Prime Minister Justin Trudeau’s appointment and family friend published his 55-page report advising against the launch of a public inquiry into the allegations that China interfered in the past two federal elections. 

Among those who found that Johnston’s investigation did not go far enough was former Conservative MP Kenny Chiu, who told CBC News that only a public inquiry would suffice in getting to the bottom of things.

“Nothing short of (that) is good enough to get to the bottom (of it),” Chiu told the outlet. 

In his report, Johnston concluded that a public inquiry “would not serve a useful purpose.” 

“I began with an inclination towards recommending a public inquiry. However, as I have undertaken the review process, I asked myself repeatedly what purpose a public inquiry could serve for Canadians in light of the restrictions on the material that would need to be before the commissioner,” said Johnston.

“I have concluded it would not serve a useful purpose to enhance trust.”

Chiu has claimed that Beijing meddled to have him lose his seat in the 2021 election by launching a disinformation campaign on the popular Chinese messaging application WeChat. 

NDP MP Jenny Kwan also claimed that there were many “unanswered questions” from the report. 

“I think there are a lot of unanswered questions that we’re still waiting for,” said Kwan. 

Activists for Uyghur rights have also spoken out about Johnston’s assessment, including advocate Mehmet Tohti.

“When something comes up at this level that threatens our national security, a responsible government should take a stance and take tough measures immediately to address the situation,” Tohti told the Toronto Star.

“I’m afraid that Johnston’s decision (to turn down a public inquiry) will now be used as an excuse for the government to push the issues aside.”

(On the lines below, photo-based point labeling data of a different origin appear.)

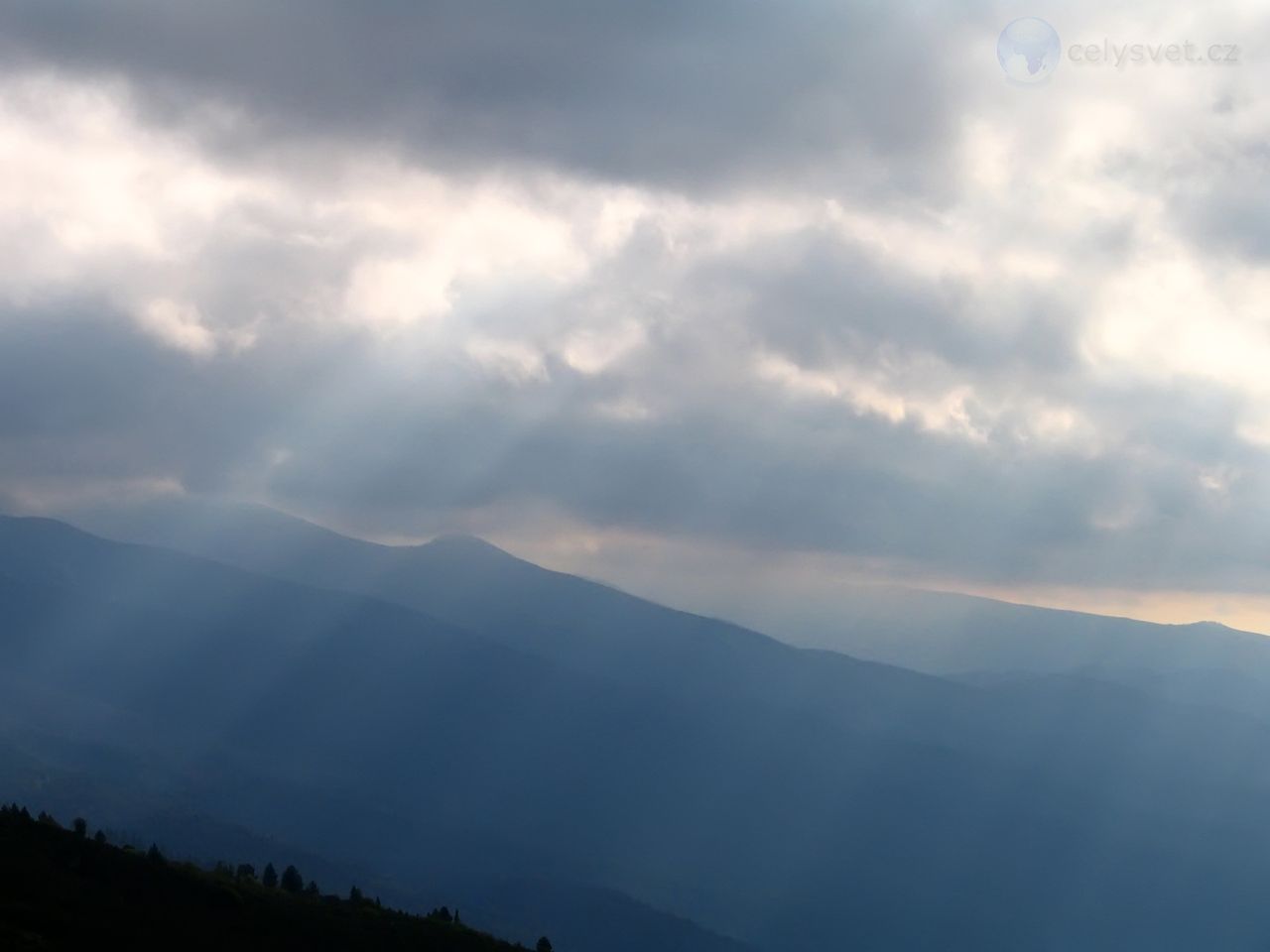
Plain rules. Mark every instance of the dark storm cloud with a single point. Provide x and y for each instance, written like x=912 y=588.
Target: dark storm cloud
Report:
x=411 y=451
x=686 y=94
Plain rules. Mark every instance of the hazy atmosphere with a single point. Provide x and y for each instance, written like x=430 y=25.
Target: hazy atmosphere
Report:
x=680 y=475
x=807 y=291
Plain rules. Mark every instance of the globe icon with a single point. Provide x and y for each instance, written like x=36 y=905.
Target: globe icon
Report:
x=1028 y=50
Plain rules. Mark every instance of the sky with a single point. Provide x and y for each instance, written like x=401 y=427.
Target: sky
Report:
x=703 y=298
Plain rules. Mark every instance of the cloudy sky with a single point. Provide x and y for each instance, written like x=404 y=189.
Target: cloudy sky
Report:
x=698 y=298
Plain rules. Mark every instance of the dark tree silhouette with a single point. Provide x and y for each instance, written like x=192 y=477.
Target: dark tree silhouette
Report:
x=291 y=880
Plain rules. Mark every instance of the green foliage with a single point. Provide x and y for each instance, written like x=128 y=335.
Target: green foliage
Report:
x=62 y=892
x=291 y=880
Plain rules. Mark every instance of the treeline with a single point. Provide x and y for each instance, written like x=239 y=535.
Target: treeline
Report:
x=62 y=889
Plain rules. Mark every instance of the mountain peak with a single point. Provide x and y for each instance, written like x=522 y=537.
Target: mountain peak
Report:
x=458 y=543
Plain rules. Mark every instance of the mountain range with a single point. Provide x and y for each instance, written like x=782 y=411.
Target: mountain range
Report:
x=447 y=716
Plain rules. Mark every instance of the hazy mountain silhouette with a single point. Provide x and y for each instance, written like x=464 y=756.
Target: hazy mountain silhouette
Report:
x=979 y=640
x=556 y=730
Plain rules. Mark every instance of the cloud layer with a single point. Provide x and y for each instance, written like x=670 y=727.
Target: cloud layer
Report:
x=763 y=278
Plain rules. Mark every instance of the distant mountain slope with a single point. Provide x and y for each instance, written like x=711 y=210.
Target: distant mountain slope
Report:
x=834 y=803
x=64 y=892
x=947 y=634
x=925 y=631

Tibetan advocate Chemi Lhamo claimed that the decision was “another day in our lives of being unheard. 

“For decades, we’ve been calling out the CCP’s long arm in our homes here, where Canada’s silence thus far has only emboldened their repression,” said Lhamo.

Meanwhile, Independent MP Han Dong, who stepped down from the Liberal caucus after CSIS sources claimed that China bussed supporters to his nomination campaign and that he met with the Chinese consulate to extend the detainment of Michael Kovrig and Michael Spavor, claimed that Johnston’s findings vindicated him. 

“It is even more clear that Global News and [its parent company] Corus Entertainment must fully apologize and retract their defamatory reporting about me,” claimed Dong. 

In his report, Johnston called the allegation “false.” 

“The allegation is false. Mr. Dong discussed the ‘two Michaels’ with a PRC official but did not suggest to the official that the PRC extend their detention,” wrote Johnston.